I worry about the prospect of collective amnesia.
While access to information has never been so universal as it is now—thanks to the Internet—the total sum of knowledge of anything beyond the present seems to be dwindling among those people who came of age with the Internet. Anything beyond 1945, if then, is a messy, remote landscape; the centuries melt into each other in an insignificant magma. Famous names are flickers on a screen, their dates irrelevant, their epochs dusty. Everything is equalized.
The stunning historical blankness students from the world over display when they arrive at college can be explained. For one, a confusion has set in with regard to what should be taught at school. The canon—in any country—is now considered by many who are supposed to teach it an obsolete, "imperialist" weapon to be shunned, not an expandable, variable set of works that have passed the test of time, and from where to begin the learning process. Chronology is moot: instead, students can pick general themes, analyse perspectives and interpretations. History certainly needs to remain a thoughtful enterprise—one would not want it to turn back into a list of dates, monarchs and battles. But because the laudable emphasis on questioning has taken the place of teaching questionable facts, temporal continuities have been lost, and students have few guides other than the Internet that has become their reference—their ersatz library.
And so there's the rub of technology. Those who are coming of age today are challenged by the inventions from which their elders reap benefit: Facebook disperses everyone's attention but captures theirs in a particularly intense way. Wikipedia is a useful shortcut that can be used by all as a starting-point for proper research; but students use it as if it constituted all research. Without a background in leafing through books, learning in the old analog way how to gauge relevance, hierarchy, accuracy and cross-references, students arrive at college unable to know where to begin their education and so where to place themselves within the wider world—confused about what constitutes the beginning of knowledge. A few do learn how and what to ask, and may find the guidance to delve into the world's histories, acquiring a sense of perspective and of what it really means to know that one doesn't know. But for a majority, the gaps will persist into maturity, unidentified and unplugged.
Certainly, worries emerge whenever technology changes the mode of cultural transmission. Though there might be a correlation between the acceleration of technological transformations and the speed at which the past recedes, one should not forget that the fear of forgetting—indeed—was strong when printing became common. If forgetfulness has increased, it is not because of new technology per se but despite it: it is because curricular fashions are mimicking Internet entropy rather than providing the centripetal force needed to turn the young into its informed users.
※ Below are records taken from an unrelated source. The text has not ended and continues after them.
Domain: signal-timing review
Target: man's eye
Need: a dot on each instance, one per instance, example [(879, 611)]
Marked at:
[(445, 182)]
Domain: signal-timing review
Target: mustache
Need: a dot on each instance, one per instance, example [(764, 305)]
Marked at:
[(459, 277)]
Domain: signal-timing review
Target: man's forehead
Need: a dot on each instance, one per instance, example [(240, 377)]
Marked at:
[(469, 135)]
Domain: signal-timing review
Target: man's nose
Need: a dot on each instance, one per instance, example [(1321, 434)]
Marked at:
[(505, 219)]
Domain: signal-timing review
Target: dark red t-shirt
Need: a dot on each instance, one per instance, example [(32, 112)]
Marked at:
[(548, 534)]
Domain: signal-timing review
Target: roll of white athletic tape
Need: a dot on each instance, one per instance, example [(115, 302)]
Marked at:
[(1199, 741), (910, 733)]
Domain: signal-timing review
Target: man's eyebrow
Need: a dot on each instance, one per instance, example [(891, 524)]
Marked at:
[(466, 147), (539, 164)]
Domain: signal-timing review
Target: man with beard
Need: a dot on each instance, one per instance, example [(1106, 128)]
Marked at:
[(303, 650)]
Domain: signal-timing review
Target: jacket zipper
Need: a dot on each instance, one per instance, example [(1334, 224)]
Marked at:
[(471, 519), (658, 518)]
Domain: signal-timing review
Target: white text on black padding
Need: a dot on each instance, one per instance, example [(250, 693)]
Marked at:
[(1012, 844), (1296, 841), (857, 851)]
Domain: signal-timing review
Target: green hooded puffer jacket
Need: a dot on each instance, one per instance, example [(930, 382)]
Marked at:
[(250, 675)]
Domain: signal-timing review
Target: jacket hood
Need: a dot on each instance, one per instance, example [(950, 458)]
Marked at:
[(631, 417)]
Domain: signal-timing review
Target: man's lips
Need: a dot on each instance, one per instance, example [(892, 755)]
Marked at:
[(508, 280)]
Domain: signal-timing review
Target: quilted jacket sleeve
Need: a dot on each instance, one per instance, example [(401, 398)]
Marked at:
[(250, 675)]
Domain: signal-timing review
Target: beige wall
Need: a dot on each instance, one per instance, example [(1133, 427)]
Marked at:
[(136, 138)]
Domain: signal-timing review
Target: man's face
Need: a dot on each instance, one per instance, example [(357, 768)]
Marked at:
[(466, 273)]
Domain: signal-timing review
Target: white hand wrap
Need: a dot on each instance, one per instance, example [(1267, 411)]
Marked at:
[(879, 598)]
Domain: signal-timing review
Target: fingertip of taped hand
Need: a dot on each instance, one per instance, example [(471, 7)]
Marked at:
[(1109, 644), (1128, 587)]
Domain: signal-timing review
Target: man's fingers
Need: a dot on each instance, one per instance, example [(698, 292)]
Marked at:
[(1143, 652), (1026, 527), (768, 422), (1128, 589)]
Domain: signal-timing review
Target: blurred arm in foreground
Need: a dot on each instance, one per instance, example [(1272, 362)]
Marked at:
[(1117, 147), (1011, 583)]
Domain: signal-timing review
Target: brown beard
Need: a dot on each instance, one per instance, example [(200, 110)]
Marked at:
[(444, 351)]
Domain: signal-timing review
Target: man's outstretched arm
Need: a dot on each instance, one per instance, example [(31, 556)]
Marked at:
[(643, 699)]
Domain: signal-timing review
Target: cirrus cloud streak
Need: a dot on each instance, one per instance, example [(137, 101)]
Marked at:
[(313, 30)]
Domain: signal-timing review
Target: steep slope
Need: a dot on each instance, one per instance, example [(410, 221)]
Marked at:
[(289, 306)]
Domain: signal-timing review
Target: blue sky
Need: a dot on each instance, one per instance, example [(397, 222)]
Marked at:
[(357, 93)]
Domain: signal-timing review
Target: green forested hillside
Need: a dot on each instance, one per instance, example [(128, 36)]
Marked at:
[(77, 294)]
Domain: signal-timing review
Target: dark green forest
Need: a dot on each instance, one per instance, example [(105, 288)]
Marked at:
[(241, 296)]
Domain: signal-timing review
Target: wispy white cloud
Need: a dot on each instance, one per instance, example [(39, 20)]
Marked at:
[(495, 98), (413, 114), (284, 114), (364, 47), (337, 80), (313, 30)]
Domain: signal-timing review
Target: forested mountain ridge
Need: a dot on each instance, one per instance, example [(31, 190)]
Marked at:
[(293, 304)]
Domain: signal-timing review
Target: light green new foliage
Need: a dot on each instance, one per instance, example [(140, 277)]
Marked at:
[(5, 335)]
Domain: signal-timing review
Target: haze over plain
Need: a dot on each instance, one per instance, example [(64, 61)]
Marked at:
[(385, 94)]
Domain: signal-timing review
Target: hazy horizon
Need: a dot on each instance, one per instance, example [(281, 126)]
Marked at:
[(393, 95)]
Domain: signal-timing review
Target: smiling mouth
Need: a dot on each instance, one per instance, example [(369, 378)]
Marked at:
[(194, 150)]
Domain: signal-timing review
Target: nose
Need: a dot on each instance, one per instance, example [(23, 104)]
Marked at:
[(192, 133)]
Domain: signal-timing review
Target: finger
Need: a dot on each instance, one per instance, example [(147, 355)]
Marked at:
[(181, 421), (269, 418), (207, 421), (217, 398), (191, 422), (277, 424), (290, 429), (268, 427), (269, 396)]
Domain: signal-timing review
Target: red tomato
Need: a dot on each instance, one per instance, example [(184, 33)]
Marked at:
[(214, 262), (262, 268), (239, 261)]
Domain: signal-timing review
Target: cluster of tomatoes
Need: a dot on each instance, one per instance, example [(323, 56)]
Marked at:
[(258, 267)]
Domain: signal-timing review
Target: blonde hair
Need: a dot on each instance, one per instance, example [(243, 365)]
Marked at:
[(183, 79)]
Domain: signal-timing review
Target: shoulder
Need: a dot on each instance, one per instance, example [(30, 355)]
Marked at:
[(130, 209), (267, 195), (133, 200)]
As it is, ours is an age of information glut, not deep knowledge.
The very way in which science is practiced, for instance, rewards short-term memory combined with a sense that the present exists for the sake of the future. Ten-year-old scientific papers are now ancient—after all, over a million new papers are published each year. As a result, some groundbreaking work from the 1920s in, say, zoology, lies forgotten, and produced in new labs as if it had never been done before. Almost everything is archived; but nothing can be found unless one knows to look for it. Many may be reinventing the wheel, unaware that the historical permafrost is full of treasures.
The same applies to the longer history of science, the history of art, the history of philosophy, and political and economic history (some of our present woes arguably arise out of the historical myopia of economists). References to early modernity have become a highly specialized affair, hard to place in chronology. For many, and not only for students, history is of the modern, not of what precedes the modern, when science was magic, all art was the same and all politics autocratic: history is not so much simplified as disappeared. There are pockets of awareness, pre-modern eras considered fascinating by a "general public" and picked up by Hollywood—for the West, these would include, say, ancient Egypt, Greco-Roman antiquity, the "Middle Ages", the Renaissance, the Moghuls in India, the American Civil War, the French Revolution. But each is viewed as a self-contained epoch—easily skippable episodes in the potentially entertaining soap opera or costume drama that is the history of the world. And so, deeper questions of historiography cannot even begin to be addressed.
Of course, history is still researched, written, read by enough individuals that the discipline as such survives. The sum of historical knowledge has always been held by a small number of educated people, at any given time; and this has not changed. But our world is geared at keeping up with a furiously paced present with no time for the complex past; and the fact that a very large number of literate people with unprecedented access to advanced education and scanned sources has no sense of what the world was like only yesterday does point to the possibility of eventually arriving at a state of collective amnesia. We risk remaining stuck within a culture where everyone ignores the sundry causal connections that make the present what it is, happy to focus on today's increasing complexity—as if a blank slate favored creativity and innovation.
There is a way out: by integrating the teaching of history within the curricula of all subjects—using whatever digital or other means we have to redirect attention to slow reading and old sources. Otherwise we will be condemned to living without perspective, robbed of the wisdom and experience with which to build for the future, confined by the arrogance of our presentism to repeating history without noticing it.